Но Николь взяла себя в руки.
Оно и к лучшему, подумала Николь, взлетела в седло, пустила гнедого легким галопом и поскакала в Драгмор. Там она оставила жеребца на попечение конюха и поспешила в дом.
Когда она шла мимо столовой, ее окликнула мать, и Николь с удивлением увидела, что мать сидит за столом, поскольку обычно она пила чай с блинчиками у себя в комнате, пока одевалась.
— Доброе утро, мама.
Николь вошла в столовую, ощущая неловкость.
— Олдрик сказал, что ты еще не завтракала, — улыбнулась Джейн. Вид у нее был усталый, как будто она плохо спала. — Позавтракай со мной, дорогая.
Николь села, Джейн налила чаю и протянула чашку дочери.
— Мне что-то не хочется есть.
— Ты хорошо себя чувствуешь?
— Вполне.
— Сегодня ты не поехала с отцом и Чедом.
— Я… я устала после вчерашнего вечера.
Джейн кивнула, намазала маслом горячий блинчик и протянула дочери.
— Ты хорошо проехалась?
Николь вспыхнула.
— В общем, да.
Джейн положила блинчик на тарелку, но не притронулась к нему.
— Где ты была, Николь?
Девушка не выдержала взгляда матери. Лицо у нее пылало.
— Тут, недалеко.
— В Чапмен-Холле?
Николь поперхнулась.
— Почему… почему ты так думаешь?
— Нам нужно поговорить, — сказала Джейн.
— Говорить не о чем! — воскликнула Николь.
— Очевидно, между тобой и герцогом Клейборо что-то происходит.
— Мама… Вы ошибаетесь! — Николь стала подниматься, но Джейн удержала ее.
— В таком случае я рада. Потому что он помолвлен и скоро женится на своей нареченной. Он не станет разрывать помолвку, Николь.
— Между нами ничего нет. — Голос Николь дрогнул. — Я презираю его. Надменный, напыщенный кретин.
Джейн была явно шокирована.
Тут Николь пристально посмотрела на мать.
— Мама, вы сегодня возвращаетесь в Лондон?
— Да, во второй половине дня. Мне как-то беспокойно, что я оставила там Регину, пусть даже на попечение леди Хендерсон. Я все же должна провести сезон вместе с ней.
Николь облизала губы.
— Я поеду с вами. Сейчас соберу вещи!
Джейн удивилась.
— Но ты терпеть не можешь Лондон.
— И все же мне надоела здешняя жизнь, я хочу бывать в обществе, если, конечно, вы не возражаете.
— Мы с отцом именно этого и желаем. Нельзя все время жить в деревне. Ведь ты еще молода.
— Я сию минуту буду готова, — сказала Николь, сверкнув улыбкой, и выбежала из комнаты.

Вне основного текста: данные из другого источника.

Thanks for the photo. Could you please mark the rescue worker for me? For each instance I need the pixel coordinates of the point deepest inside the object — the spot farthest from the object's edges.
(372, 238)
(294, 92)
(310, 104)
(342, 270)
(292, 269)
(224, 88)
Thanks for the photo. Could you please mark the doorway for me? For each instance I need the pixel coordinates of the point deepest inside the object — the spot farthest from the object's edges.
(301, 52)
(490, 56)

Джейн смотрела ей вслед. Именно это и нужно дочери — снова оказаться среди людей своего круга, где она встретит достойного человека, найдет свою любовь. Хорошо, что герцог Клейборо остается здесь, в Чапмен-Холле, и они с Николь не будут видеться.
Глава 7
Герцог приехал в Лондон к вечеру и направился прямо в свой особняк на Кавендиш-сквер, 1. Особняк Клейборо представлял собой внушительное зрелище, занимая весь квартал на северной стороне площади. Он был построен в начале восемнадцатого века для первого герцога Клейборо, потом к нему было сделано несколько пристроек. Передний фасад, в шесть этажей, выходил на улицу, имел сотню окон и три башни. Из-за крыши сооружение казалось еще выше, потому что в небо вздымались три огромных фронтона с несколькими пристроенными этажами. Каждый был украшен гербом Клейборо необъятных размеров. От улицы дом отделяла внушительная и затейливая каменная балюстрада, прерывающаяся только там, где на улицу сбегала каменная лестница, достаточно широкая, чтобы по ней могла подняться дюжина гостей, если бы им вздумалось подниматься всем сразу.

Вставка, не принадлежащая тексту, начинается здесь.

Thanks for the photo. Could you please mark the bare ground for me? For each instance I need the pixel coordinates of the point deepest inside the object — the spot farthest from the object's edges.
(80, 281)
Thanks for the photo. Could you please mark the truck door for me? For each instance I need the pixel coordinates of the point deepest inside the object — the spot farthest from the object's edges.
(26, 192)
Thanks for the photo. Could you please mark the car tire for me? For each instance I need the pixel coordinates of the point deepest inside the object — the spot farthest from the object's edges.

Герцог послал несколько человек из прислуги в Лондон накануне ночью, вернувшись с ужина в Драгморе, и теперь Вудворд встретил его в дверях. Герцог жестом велел ему следовать за собой, и они прошли по коридору, выложенному черно-белой мраморной плиткой, и свернули в библиотеку, где могла бы поместиться половина Чапмен-Холла. Герцог подошел к письменному столу, вынул из кармана свою карточку и быстро написал на ней что-то. Потом протянул ее дворецкому.
— Пошлите это леди Элизабет прямо сейчас.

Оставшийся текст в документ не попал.